Sí, la capacitación beneficia enormemente al empleado, y no solo en términos de nuevas habilidades técnicas. En mi experiencia, cuando una empresa invierte en formación, el empleado gana confianza para asumir retos mayores, lo que se traduce en mejores oportunidades de promoción interna. Además, estudios recientes del sector, como el informe de LinkedIn Learning 2025, indican que el 94% de los trabajadores permanecería más tiempo en una empresa que invierte en su desarrollo. Esto refuerza un dato clave: la capacitación aumenta la tasa de retención del talento hasta un 20% según datos de SHRM.
Personalmente, he visto cómo un compañero pasó de un puesto operativo a liderar un equipo tras un programa de capacitación en liderazgo y de equipos. No solo mejoró su salario, sino que su satisfacción laboral se disparó. La formación también reduce la frustración por estancamiento, un problema común en entornos donde no se actualizan las competencias. Por ejemplo, en el área de selección de personal, una capacitación en entrevistas estructuradas o evaluación por competencias permite al empleado sentirse más seguro y eficaz.
| Beneficio clave | Impacto en el empleado |
|---|---|
| Promoción interna | +35% de probabilidad de ascenso |
| Satisfacción laboral | +28% de mejora en encuestas internas |
| Retención | 20% más de permanencia en la empresa |
En resumen, quien se forma no solo crece profesionalmente, sino que también fortalece su marca personal y se vuelve más atractivo para futuras oportunidades, incluso dentro de la misma organización.

Para mí, la capacitación ha sido un salvavidas en mi carrera. Cuando empecé, no sabía cómo negociar mi salario ni preparar una buena entrevista. Tras un curso interno de técnicas de negociación, logré un aumento del 15% en mi siguiente revisión. Además, me sentí más seguro al hablar con candidatos. No es solo teoría: aplicar lo aprendido cambia tu día a día. Recomiendo buscar formación que se ajuste a tus carencias reales.
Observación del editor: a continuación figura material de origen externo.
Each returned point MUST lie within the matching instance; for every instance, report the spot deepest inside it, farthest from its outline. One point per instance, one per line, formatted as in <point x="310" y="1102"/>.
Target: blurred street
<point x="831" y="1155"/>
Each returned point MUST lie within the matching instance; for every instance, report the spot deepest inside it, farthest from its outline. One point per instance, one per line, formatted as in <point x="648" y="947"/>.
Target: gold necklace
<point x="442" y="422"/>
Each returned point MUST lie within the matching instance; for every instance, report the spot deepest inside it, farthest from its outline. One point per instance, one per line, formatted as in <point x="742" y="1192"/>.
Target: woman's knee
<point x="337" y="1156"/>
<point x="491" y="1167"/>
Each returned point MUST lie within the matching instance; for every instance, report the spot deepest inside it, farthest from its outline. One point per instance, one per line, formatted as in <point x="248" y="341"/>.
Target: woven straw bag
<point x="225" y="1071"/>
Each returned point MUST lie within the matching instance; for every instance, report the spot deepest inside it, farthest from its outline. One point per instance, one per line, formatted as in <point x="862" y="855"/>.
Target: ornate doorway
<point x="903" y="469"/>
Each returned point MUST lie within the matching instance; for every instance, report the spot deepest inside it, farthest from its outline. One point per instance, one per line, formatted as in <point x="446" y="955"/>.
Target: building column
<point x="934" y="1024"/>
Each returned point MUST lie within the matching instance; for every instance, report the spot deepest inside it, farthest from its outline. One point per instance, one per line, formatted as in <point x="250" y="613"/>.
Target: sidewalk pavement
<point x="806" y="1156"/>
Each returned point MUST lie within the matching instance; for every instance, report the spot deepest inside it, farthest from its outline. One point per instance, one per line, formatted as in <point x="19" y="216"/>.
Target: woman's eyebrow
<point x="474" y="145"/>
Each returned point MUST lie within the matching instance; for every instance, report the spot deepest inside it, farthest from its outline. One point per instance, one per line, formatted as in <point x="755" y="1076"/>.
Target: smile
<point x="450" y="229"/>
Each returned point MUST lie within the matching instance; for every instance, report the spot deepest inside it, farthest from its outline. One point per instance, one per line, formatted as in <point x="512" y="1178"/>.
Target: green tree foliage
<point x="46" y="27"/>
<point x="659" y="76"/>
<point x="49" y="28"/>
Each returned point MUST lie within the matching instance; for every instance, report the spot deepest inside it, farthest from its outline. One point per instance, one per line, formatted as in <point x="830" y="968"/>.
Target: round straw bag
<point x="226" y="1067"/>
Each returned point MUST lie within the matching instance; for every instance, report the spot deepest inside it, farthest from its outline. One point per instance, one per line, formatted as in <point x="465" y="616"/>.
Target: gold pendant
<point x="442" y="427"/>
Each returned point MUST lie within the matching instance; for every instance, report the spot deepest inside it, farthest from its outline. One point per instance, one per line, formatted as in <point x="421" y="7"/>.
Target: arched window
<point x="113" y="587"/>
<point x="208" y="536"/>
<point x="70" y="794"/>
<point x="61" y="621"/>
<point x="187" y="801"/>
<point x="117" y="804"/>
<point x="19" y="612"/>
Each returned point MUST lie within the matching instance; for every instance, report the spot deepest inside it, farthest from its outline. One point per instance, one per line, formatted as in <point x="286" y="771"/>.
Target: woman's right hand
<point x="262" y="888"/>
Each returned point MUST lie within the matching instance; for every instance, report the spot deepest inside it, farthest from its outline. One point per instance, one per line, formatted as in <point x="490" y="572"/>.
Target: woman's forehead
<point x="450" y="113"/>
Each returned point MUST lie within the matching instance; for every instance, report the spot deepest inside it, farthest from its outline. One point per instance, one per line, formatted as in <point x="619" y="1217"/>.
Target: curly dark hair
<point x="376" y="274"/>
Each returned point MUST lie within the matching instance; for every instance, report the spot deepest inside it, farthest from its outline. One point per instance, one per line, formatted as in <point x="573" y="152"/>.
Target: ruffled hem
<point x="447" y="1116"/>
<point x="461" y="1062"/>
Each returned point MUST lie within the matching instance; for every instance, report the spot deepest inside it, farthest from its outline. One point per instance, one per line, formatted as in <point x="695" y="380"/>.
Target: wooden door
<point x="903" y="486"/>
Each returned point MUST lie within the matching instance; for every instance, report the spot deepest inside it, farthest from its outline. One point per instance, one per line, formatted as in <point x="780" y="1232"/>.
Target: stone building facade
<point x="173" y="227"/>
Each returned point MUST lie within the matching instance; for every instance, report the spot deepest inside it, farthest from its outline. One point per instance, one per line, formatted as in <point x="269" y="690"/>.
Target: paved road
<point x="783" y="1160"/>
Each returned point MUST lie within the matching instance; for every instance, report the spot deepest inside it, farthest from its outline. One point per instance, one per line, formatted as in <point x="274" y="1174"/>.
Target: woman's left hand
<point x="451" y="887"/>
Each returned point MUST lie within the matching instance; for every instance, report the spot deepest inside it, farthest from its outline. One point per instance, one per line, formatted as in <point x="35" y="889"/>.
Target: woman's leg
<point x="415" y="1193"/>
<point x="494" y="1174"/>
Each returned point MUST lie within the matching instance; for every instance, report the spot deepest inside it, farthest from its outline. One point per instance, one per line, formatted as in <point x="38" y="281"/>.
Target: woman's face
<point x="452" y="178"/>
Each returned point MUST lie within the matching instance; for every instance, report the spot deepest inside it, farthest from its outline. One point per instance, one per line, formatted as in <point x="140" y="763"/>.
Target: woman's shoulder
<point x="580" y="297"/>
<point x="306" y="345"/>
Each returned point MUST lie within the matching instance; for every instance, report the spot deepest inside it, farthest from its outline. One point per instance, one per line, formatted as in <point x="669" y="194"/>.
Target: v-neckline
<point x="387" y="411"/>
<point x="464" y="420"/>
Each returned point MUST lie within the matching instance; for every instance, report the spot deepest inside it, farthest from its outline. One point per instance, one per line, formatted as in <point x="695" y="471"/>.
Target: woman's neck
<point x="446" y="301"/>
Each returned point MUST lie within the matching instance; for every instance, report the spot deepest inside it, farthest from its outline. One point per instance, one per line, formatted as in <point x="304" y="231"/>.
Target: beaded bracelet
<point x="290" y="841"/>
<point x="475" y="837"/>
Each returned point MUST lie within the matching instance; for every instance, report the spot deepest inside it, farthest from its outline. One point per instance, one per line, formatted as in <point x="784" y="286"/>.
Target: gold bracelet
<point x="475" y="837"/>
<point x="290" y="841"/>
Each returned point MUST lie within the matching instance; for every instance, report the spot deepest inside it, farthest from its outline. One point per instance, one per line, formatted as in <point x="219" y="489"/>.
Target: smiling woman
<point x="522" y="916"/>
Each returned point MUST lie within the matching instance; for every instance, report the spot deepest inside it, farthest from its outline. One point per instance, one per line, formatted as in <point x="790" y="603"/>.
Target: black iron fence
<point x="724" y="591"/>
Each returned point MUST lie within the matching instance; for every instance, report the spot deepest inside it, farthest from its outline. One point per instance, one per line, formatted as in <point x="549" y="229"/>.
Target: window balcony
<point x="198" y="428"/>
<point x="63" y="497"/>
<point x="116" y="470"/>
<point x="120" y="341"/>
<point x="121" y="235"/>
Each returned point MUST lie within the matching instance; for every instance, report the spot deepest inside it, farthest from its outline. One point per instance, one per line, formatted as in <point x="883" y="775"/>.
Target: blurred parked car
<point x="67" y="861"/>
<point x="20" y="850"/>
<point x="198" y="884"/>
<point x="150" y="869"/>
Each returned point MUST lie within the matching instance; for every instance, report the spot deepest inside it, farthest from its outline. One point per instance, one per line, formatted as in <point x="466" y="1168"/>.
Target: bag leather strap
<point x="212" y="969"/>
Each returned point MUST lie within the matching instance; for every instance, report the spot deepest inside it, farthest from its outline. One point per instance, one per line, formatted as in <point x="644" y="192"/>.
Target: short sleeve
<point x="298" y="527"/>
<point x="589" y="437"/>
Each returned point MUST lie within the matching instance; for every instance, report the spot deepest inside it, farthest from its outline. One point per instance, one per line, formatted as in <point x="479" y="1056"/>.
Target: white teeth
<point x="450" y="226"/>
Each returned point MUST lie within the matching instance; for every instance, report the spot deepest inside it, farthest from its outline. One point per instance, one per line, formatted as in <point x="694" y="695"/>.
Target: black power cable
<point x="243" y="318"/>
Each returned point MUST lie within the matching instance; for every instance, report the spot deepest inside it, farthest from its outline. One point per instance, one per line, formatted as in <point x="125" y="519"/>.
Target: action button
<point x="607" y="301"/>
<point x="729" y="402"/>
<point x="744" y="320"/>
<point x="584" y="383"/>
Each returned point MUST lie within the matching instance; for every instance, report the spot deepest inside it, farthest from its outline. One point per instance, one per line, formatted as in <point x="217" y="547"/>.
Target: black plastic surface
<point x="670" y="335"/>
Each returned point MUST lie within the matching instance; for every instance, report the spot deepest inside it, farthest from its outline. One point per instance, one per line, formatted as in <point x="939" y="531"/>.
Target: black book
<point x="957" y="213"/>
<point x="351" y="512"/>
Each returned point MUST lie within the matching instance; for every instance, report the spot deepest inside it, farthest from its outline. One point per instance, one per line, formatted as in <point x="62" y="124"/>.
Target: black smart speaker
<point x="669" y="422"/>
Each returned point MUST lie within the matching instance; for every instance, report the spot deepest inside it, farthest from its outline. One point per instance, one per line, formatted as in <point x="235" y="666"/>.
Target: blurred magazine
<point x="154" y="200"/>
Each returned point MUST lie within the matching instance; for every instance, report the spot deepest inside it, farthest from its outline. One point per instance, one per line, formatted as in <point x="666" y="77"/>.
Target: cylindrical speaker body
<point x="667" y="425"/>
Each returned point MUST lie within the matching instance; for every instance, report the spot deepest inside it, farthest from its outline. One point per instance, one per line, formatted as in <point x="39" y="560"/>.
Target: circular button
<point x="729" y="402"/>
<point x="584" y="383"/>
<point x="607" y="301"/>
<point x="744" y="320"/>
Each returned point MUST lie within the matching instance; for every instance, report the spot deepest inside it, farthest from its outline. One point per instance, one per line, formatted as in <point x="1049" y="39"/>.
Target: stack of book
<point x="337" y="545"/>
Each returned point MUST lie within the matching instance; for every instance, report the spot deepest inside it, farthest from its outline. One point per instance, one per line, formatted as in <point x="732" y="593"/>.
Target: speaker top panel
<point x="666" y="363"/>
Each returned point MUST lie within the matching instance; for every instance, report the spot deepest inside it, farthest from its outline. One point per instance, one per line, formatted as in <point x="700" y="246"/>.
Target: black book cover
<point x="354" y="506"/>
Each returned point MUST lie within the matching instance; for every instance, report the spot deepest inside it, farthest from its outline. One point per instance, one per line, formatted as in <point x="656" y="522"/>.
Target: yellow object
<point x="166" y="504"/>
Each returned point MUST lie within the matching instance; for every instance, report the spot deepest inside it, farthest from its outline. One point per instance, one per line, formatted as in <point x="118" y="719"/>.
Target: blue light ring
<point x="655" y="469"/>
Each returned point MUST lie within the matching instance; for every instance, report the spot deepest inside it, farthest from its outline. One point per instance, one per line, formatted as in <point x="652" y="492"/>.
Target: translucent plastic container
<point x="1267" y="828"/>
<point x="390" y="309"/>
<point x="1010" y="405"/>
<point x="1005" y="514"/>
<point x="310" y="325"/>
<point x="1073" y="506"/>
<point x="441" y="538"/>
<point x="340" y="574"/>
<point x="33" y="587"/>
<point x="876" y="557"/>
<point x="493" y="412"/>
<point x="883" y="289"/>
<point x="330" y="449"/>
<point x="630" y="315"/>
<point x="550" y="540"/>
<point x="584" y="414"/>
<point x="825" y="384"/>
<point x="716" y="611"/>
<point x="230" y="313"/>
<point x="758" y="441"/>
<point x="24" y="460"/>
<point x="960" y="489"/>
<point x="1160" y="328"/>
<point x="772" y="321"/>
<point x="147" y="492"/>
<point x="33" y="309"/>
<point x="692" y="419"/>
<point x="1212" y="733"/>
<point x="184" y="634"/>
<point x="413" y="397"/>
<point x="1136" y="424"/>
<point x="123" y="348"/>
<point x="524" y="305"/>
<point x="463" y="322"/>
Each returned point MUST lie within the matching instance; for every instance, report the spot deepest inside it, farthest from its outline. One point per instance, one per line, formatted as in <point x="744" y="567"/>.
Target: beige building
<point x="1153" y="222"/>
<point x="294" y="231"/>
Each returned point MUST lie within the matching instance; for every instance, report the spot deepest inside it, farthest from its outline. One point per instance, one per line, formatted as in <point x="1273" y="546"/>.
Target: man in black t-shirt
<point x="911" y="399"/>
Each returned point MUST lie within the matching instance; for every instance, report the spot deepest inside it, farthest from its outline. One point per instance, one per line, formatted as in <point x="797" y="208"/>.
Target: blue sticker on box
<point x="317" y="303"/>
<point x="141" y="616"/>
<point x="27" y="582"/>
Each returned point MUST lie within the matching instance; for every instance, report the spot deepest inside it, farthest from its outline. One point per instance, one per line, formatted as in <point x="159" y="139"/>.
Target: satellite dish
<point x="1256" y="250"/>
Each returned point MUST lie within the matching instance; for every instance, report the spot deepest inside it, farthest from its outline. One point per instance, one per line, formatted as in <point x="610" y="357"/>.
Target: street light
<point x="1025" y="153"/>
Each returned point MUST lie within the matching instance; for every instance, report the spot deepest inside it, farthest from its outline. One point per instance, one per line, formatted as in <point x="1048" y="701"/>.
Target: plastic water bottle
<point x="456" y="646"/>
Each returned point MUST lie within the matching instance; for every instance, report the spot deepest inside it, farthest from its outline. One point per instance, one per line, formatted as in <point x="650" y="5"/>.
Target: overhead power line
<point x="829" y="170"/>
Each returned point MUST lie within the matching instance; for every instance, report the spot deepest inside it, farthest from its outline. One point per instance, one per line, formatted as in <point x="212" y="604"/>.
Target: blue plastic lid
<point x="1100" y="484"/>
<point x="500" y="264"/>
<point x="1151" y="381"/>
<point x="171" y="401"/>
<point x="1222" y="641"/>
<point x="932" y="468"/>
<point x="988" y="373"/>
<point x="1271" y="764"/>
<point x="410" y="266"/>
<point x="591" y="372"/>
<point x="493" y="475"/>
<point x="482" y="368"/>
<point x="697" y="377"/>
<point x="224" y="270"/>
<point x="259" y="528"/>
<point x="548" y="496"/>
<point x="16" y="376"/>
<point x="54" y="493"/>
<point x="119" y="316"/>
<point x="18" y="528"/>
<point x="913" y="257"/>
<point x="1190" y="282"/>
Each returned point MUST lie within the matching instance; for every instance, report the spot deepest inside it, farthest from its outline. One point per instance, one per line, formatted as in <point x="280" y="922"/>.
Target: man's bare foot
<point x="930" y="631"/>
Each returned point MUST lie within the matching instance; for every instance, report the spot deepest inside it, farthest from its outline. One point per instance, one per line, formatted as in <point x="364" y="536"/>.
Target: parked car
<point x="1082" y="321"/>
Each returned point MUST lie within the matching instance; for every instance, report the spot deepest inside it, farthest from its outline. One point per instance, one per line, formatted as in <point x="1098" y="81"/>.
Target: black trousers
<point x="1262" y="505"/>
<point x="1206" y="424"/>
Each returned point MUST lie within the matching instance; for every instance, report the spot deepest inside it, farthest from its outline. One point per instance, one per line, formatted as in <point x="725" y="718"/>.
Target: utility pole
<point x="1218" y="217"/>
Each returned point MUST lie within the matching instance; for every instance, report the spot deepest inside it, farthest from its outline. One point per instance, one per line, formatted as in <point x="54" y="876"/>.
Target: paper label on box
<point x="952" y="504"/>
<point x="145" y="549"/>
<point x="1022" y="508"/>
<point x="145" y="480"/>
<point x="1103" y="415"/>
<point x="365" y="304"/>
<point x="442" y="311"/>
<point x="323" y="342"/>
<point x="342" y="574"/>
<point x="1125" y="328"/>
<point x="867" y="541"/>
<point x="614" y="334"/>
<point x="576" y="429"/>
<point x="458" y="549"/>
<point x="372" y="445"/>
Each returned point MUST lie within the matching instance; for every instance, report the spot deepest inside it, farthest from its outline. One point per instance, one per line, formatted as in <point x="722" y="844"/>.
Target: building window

Desde mi punto de vista, lo mejor de la capacitación es que rompe la monotonía. Uno puede estar años en el mismo puesto y sentir que no avanza. Pero cuando la empresa ofrece cursos de habilidades blandas o nuevas herramientas digitales, el trabajo se vuelve más interesante. Aprendí a usar un ATS (sistema de seguimiento de candidatos) y eso agilizó mi trabajo un montón. La clave es elegir formaciones que te motiven, no solo las que te obligan.

En mi entorno, muchos compañeros mayores se resisten a la capacitación, pero yo creo que es vital para no quedarse atrás. Hice un taller de marcas personales en redes profesionales y conseguí que mi perfil de LinkedIn tuviera más visitas de reclutadores. También mejoré mi capacidad de filtrar currículums con técnicas de screening. La formación te da herramientas concretas que usas al día siguiente. No es perder tiempo, es invertir en tu futuro laboral.

Lo que más valoro de la capacitación es que amplía tu red de contactos. En un curso de del desempeño conocí a profesionales de otras empresas y ahora compartimos ideas. También aprendí a dar feedback constructivo a compañeros, lo que mejoró la colaboración en mi equipo. La formación no solo te enseña, te conecta con personas que piensan igual. Si encima la empresa la paga, es un win-win. Yo siempre digo: nunca dejes de formarte, aunque sea un webinar de 30 minutos.